Recent research by economist Jonathan Lanning, formerly of the Consumer Financial Protection Bureau (CFPB) and currently with the Federal Reserve Bank of Chicago, documents racial and ethnic disparities in indirect auto loans.
Using CFPB data on more than 7.5 million loans from 2008 to 2013, Lanning estimates Black borrowers pay an average of 2.1 percentage points more on a dealer reserve than non-Hispanic White borrowers, while Hispanic and Asian and Pacific Islander borrowers pay 1.8 and 1.1 more respectively than non-Hispanic White borrowers. Further statistical analysis leads Lanning to attribute the estimated disparity in dealer reserves between Black and White borrowers to racial prejudice.
The author’s “threshold” result of the presence and extent of racial and ethnic disparities is at odds with earlier research conducted by Charles River Associates (CRA) on behalf of AFSA. CRA’s work highlights the complexities of the indirect auto lending market and identifies several important methodological considerations for estimating such disparities, that were they incorporated by the newer study might have led to more accurate insights.

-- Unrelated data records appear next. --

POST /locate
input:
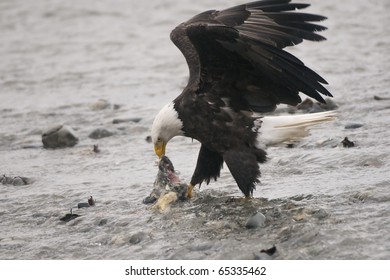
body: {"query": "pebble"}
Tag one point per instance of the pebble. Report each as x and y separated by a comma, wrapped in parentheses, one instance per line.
(353, 125)
(16, 181)
(137, 238)
(70, 216)
(100, 133)
(101, 104)
(347, 143)
(60, 136)
(135, 120)
(255, 221)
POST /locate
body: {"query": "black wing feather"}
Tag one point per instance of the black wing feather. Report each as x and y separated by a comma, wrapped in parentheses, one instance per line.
(238, 53)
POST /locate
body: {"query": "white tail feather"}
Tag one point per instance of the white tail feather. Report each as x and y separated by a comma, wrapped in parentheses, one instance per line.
(278, 129)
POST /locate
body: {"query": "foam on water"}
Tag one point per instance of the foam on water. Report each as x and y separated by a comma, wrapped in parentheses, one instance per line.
(320, 201)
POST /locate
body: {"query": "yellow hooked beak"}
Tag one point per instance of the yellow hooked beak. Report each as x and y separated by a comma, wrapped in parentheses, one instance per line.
(159, 148)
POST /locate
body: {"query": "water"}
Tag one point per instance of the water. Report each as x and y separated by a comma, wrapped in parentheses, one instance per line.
(58, 58)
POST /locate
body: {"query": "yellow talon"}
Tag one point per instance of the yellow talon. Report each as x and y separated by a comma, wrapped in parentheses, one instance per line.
(189, 191)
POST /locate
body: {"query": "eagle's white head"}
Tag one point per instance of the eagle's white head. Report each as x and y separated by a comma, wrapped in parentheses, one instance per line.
(166, 125)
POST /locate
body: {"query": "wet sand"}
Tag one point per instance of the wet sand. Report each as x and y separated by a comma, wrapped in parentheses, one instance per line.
(320, 200)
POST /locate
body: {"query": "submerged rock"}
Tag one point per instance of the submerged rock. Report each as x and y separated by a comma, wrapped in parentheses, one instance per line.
(353, 125)
(59, 137)
(309, 106)
(347, 143)
(15, 181)
(100, 104)
(70, 216)
(100, 133)
(269, 251)
(255, 221)
(91, 202)
(137, 238)
(134, 120)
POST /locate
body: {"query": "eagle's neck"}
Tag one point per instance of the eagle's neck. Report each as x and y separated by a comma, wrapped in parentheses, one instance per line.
(167, 124)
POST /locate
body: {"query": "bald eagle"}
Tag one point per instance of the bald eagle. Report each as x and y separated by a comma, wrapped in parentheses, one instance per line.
(238, 70)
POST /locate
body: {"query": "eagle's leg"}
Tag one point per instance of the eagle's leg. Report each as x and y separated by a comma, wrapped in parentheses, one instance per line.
(208, 167)
(244, 167)
(189, 191)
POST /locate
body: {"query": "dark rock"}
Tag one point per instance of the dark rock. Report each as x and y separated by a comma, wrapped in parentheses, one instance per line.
(16, 181)
(269, 251)
(100, 133)
(135, 120)
(70, 216)
(137, 238)
(309, 106)
(83, 205)
(329, 105)
(59, 137)
(290, 145)
(347, 144)
(255, 221)
(150, 199)
(101, 104)
(381, 98)
(96, 149)
(353, 125)
(91, 202)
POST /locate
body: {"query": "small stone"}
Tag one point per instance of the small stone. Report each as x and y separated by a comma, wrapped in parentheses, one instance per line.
(269, 251)
(100, 133)
(101, 104)
(82, 205)
(91, 201)
(135, 120)
(148, 139)
(59, 137)
(137, 238)
(347, 144)
(255, 221)
(353, 125)
(18, 181)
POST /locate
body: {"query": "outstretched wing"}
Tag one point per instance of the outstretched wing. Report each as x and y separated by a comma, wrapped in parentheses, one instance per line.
(238, 54)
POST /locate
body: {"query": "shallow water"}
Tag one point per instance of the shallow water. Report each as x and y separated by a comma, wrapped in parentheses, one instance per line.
(321, 201)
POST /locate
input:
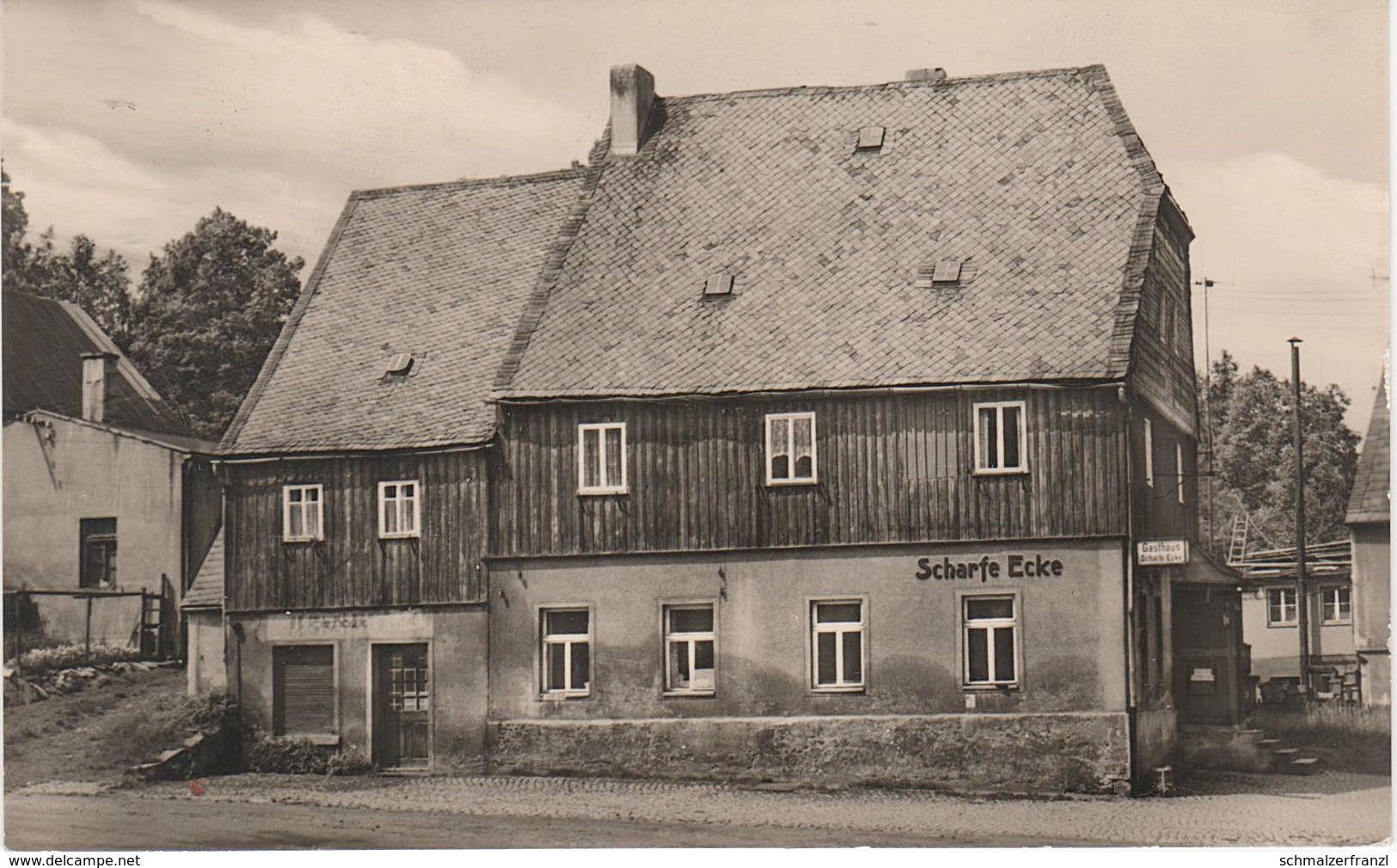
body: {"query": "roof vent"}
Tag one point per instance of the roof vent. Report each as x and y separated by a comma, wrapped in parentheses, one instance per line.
(719, 285)
(936, 76)
(871, 138)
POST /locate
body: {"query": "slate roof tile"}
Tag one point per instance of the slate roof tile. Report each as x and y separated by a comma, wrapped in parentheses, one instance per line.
(1035, 179)
(438, 271)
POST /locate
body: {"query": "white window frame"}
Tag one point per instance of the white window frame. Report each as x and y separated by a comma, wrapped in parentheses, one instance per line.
(771, 451)
(999, 443)
(838, 628)
(1178, 463)
(547, 639)
(397, 504)
(1149, 452)
(607, 485)
(990, 624)
(689, 639)
(319, 534)
(1292, 608)
(1343, 596)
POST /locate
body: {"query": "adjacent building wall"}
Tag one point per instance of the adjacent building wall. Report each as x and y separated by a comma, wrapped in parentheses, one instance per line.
(58, 472)
(456, 642)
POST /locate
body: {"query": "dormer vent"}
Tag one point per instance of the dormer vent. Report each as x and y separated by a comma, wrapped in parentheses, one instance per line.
(871, 138)
(719, 285)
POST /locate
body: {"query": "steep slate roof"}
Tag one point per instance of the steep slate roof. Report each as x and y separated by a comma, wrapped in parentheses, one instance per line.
(1037, 179)
(207, 590)
(1369, 500)
(44, 344)
(438, 271)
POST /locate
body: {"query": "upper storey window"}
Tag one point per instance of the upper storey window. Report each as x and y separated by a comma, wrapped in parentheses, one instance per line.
(302, 514)
(789, 449)
(1001, 437)
(601, 467)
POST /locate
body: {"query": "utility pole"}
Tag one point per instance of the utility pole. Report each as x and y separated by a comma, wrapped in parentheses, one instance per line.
(1301, 597)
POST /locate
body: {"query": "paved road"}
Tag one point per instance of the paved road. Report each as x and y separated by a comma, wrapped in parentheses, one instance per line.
(263, 811)
(125, 822)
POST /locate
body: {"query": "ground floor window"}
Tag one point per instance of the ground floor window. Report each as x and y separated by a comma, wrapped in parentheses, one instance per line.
(990, 639)
(837, 644)
(566, 653)
(689, 649)
(1336, 604)
(303, 689)
(1280, 606)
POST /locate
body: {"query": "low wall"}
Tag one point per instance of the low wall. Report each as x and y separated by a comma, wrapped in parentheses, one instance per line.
(1050, 753)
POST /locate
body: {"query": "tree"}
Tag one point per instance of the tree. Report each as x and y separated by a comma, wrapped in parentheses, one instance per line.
(1255, 458)
(207, 313)
(96, 284)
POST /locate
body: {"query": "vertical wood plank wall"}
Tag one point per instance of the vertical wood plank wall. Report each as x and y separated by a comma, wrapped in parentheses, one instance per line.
(352, 567)
(892, 468)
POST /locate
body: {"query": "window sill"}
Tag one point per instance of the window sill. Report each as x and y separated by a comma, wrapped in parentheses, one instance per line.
(323, 740)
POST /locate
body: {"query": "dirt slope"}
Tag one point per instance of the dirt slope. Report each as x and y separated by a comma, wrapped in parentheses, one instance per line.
(94, 734)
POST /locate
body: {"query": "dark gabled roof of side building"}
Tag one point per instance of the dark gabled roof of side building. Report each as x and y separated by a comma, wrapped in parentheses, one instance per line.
(44, 345)
(440, 272)
(1369, 501)
(1035, 179)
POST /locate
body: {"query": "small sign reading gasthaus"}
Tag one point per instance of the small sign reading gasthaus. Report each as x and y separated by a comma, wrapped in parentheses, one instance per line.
(1161, 553)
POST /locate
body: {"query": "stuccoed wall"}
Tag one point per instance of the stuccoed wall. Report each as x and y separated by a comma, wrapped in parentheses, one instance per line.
(1083, 753)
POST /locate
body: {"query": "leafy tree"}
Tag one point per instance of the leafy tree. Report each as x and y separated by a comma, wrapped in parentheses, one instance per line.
(1255, 458)
(96, 284)
(207, 313)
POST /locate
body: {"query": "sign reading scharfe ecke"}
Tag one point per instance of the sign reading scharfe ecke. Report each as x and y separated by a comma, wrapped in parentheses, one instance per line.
(1161, 553)
(988, 567)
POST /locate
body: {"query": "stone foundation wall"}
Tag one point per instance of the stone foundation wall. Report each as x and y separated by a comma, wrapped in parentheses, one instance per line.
(1050, 753)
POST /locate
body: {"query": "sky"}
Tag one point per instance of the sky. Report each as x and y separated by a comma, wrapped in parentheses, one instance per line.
(127, 120)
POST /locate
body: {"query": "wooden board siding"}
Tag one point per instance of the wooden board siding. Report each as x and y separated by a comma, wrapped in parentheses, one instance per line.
(892, 468)
(1160, 373)
(352, 567)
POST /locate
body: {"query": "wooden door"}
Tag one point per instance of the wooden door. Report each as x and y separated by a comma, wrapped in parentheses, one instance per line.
(402, 706)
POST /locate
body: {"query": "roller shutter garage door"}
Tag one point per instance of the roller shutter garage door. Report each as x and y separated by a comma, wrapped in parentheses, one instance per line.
(303, 689)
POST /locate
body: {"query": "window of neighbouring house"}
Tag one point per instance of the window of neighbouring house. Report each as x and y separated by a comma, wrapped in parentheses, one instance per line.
(690, 664)
(1178, 463)
(1149, 452)
(1336, 604)
(98, 553)
(302, 512)
(1001, 437)
(303, 689)
(990, 639)
(789, 449)
(1280, 606)
(601, 467)
(566, 652)
(400, 510)
(837, 645)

First, since dealers and lenders are prohibited by law from collecting racial and ethnic information, studies of discrimination must necessarily find other ways to accurately account for race and ethnicity of the borrower. To do this, Lanning employs the BISG procedure, which uses data on surname and geographic location. However, CRA notes that BISG and other proxy methods can be flawed. “So, while BISG may be relatively less inaccurate than proxies based on geography or surname alone, BISG remains subject to significant biases.”

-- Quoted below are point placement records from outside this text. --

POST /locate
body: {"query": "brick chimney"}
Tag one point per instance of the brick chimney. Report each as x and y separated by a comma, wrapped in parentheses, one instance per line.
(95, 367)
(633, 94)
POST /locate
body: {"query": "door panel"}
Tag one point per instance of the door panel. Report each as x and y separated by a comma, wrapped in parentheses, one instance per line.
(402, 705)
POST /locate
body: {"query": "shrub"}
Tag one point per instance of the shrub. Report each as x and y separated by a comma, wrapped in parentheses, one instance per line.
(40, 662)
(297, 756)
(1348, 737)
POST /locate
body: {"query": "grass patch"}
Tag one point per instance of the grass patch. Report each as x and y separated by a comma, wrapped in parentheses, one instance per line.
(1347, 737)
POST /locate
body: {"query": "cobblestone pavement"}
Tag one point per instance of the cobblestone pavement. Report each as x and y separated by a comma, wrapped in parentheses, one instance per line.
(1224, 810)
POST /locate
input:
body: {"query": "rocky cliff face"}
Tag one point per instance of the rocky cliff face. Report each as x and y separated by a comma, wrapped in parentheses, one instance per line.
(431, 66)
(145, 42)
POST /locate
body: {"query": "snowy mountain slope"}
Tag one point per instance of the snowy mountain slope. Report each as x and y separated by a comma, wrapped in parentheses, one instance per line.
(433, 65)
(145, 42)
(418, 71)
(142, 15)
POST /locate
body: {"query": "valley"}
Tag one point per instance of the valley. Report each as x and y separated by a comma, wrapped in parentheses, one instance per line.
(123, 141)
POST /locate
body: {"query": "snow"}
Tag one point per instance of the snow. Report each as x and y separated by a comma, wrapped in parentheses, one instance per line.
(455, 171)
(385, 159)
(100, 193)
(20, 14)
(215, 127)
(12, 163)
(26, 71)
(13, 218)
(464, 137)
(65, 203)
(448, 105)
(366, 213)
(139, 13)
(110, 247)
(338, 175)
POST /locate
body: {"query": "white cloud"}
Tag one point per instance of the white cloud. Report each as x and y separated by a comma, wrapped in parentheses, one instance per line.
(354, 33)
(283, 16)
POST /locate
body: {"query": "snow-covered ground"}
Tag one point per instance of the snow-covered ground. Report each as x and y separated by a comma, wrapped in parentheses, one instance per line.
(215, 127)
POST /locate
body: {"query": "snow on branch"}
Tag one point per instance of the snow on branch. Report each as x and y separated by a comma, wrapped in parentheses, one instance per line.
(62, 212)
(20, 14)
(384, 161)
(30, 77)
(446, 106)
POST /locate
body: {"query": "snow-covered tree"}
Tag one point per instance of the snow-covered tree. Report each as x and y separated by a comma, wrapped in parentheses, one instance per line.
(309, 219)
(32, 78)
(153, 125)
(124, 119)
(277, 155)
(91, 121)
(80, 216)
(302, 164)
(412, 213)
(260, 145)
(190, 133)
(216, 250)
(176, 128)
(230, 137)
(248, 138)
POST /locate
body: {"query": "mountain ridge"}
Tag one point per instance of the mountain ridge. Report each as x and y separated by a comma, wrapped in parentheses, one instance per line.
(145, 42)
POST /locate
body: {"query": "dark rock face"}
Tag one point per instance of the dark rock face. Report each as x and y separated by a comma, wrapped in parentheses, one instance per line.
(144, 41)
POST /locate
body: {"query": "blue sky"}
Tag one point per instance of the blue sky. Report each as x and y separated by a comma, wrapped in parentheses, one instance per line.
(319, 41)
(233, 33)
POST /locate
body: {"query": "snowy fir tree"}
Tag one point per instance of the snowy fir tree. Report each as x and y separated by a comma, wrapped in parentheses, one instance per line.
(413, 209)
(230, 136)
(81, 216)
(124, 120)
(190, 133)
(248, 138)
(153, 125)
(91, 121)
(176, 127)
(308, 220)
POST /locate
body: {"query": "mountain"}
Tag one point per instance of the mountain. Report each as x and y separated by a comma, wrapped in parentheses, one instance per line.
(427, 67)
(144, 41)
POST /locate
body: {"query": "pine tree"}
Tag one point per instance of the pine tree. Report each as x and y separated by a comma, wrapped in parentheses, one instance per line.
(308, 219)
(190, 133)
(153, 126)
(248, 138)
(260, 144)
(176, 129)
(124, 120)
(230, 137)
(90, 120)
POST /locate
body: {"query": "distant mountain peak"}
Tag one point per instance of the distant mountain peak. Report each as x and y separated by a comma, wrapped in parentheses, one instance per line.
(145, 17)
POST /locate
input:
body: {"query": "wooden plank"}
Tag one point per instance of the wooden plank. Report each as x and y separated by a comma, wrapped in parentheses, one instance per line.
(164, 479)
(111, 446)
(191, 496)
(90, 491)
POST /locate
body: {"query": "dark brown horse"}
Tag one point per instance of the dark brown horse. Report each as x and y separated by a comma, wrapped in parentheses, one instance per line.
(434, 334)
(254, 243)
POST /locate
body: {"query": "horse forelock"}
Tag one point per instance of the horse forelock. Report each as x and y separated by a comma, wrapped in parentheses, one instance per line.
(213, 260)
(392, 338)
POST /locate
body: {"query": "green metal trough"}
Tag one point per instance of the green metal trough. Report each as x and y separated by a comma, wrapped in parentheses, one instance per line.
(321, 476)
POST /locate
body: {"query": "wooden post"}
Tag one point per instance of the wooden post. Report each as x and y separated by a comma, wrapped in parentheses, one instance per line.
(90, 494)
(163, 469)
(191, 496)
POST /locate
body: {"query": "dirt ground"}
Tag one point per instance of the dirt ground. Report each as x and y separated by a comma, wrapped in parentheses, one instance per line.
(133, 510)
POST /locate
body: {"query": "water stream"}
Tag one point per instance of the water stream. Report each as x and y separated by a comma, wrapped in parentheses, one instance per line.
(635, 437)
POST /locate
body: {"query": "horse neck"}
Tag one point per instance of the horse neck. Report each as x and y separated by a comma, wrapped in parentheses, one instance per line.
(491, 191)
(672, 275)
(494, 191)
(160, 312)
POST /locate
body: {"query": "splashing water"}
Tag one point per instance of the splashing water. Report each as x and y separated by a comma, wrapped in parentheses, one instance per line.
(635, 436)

Second, Lanning’s threshold result comes from a simple model relating dealer reserve to race and ethnicity. (A companion set of results also identifies the presence of racial and ethnic disparities in most, but not all, broad geographic regions.) Controlling for geographic differences in greater detail, ideally at the metro area, might account for differences in local market characteristics. Other factors such as loans for a new or used vehicle, loan terms, and credit characteristics of the borrower should also be controlled. Although the author examines many of these factors at later stages of his research, they are not considered in finding that disparities exist in the first place.
Third, CRA recommends excluding loans with certain characteristics from the estimation sample, including loans with zero dealer reserve or those from dealers with zero variance in reserve across borrowers.

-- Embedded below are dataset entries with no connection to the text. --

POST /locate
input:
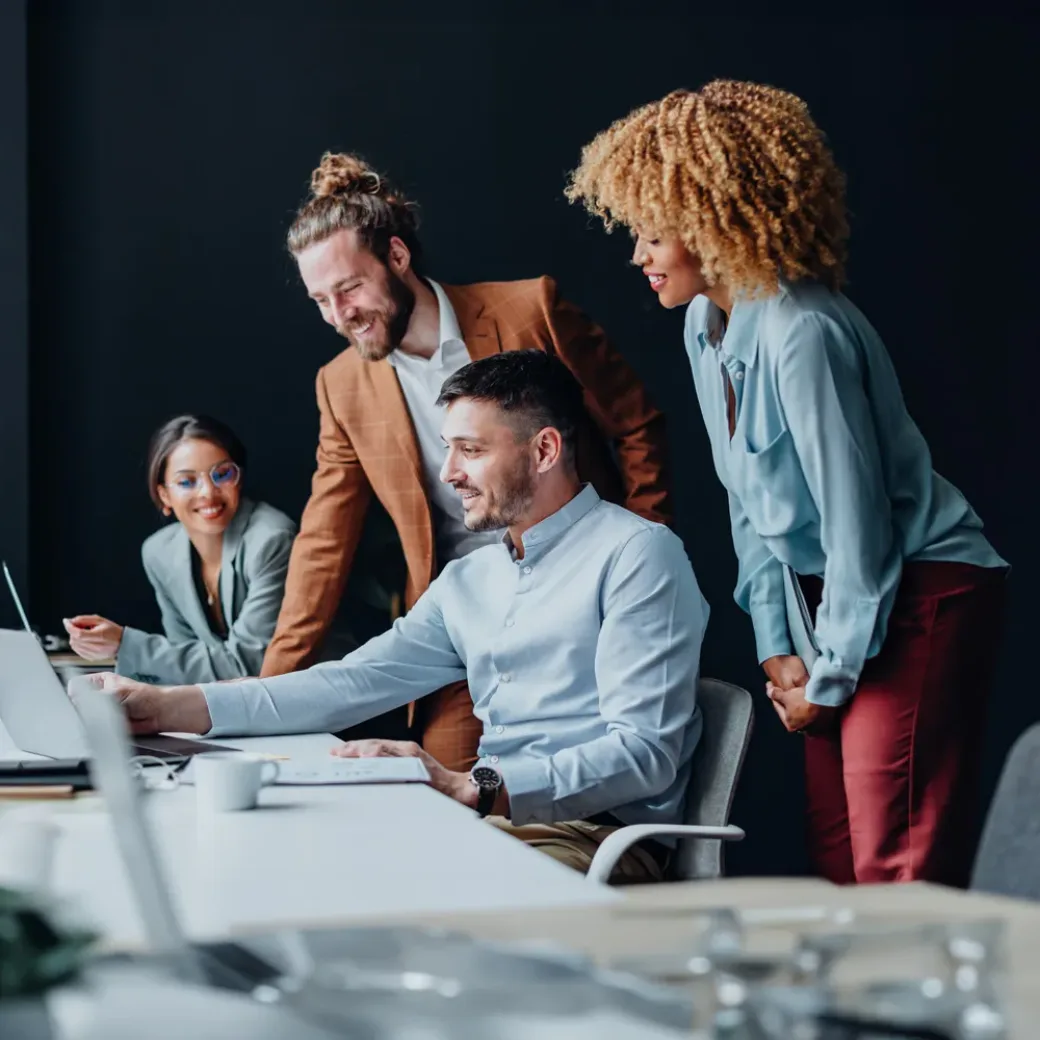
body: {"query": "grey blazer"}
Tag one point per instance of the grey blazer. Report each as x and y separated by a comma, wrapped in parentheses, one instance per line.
(255, 561)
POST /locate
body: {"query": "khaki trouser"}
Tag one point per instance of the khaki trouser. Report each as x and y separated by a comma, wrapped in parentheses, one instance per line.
(575, 843)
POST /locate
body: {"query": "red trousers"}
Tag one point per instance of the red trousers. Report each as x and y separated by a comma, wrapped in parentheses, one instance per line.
(893, 791)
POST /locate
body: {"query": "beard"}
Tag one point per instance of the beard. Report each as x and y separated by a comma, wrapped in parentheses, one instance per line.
(392, 320)
(505, 503)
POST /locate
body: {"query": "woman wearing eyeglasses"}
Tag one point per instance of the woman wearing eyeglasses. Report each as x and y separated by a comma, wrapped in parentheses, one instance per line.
(218, 570)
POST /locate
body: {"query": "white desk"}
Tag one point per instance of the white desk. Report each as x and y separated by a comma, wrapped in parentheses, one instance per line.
(309, 856)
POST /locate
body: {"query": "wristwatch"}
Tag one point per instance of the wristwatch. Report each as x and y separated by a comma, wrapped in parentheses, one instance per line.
(488, 783)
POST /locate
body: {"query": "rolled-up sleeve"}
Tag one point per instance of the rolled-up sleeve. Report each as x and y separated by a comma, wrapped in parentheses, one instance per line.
(413, 658)
(759, 586)
(647, 659)
(829, 417)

Incorporating these recommendations leads to a rather different conclusion. Indeed, CRA estimates a model using data on nearly 4.3 million loans from 2012 and 2013 and finds that “…appropriately considering the relevant market complexities and adjusting for [BISG] proxy bias and error, the observed [racial and ethnic] variations in dealer reserve are largely explained.”
Finally, the author’s sample of loans is from the years 2008 to 2013. A timeframe that includes a period of significant disruptions in credit markets and a substantial downturn in the broad economy and the auto market. The sample window closes a decade ago, during which time the structure of the indirect auto lending market has likely evolved.
Monitoring for and identifying illegal discrimination in indirect auto lending is of critical importance. Such efforts would benefit from addressing the issues identified in the CRA study, biases or inaccuracies due to sample selection, and from an up-to-date analysis using more recent data.